Music had quickly taken over my life to such an extent that everything including my school work started to suffer. This of course created tension at home. My parents saw a great academic future ahead of me. I only saw the need to get away. I still had no idea how that would happen.
On one of our long walks my friend mentioned that he was thinking of starting a band. He said that he was going to sing and play bass and that he knew a drummer and all he needed was a guitarist. The last time I had played any musical instrument was a failed attempt at learning the clarinet at school (which I remember ended in tears) so I was a bit hesitant, but in my head I could see those bands on stage at the university and it looked so much fun.

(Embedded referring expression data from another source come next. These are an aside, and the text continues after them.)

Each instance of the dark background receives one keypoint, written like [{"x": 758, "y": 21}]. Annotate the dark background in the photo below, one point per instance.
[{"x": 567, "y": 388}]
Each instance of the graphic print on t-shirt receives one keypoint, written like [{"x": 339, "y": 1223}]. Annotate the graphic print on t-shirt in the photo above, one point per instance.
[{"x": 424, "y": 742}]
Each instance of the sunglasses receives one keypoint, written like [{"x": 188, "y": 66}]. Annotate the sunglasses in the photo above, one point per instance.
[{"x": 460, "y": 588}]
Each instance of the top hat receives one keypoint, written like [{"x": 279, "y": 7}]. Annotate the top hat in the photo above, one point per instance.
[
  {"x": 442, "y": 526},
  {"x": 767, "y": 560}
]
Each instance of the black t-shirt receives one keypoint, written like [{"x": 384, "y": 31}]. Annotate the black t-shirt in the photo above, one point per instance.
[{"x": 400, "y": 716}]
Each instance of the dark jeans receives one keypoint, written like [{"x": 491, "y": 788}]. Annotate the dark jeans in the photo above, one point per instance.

I bought a small amp and a guitar for £25 and came home and plugged it in. I had no idea how to even tune it but it felt kind of right. I stood in front of the mirror and played a made-up chord.
Over the next few weeks, or months, I went from struggling to hold down guitar strings to developing sore, cracked fingertips. I learnt all the major and minor chords and practiced switching from one to the other as quickly as I could. The band rehearsed anywhere that would have us - holding our breath in fish-packing warehouses, booming out our sound in empty school gymnasiums, or shivering, playing the guitar wearing gloves in a barn in winter. We played drunken, shambolic gigs in front of our friends - the set consisting mostly of cover versions because we had only written two songs so far. We recorded our first demo and made covers for the cassettes, selling them from the local charity shops. We drove in a death-trap of a van to go and play our first gig out of town.

And all the time it was about music. However good or bad we sounded it did not really matter - we were still in the middle of it, away from everything else, doing something that we cared about. Nothing in my life came close to making my heart swell the way it did when we played together. In those rooms we wrote and rehearsed and planned a future. And maybe, just maybe it would take us out of here.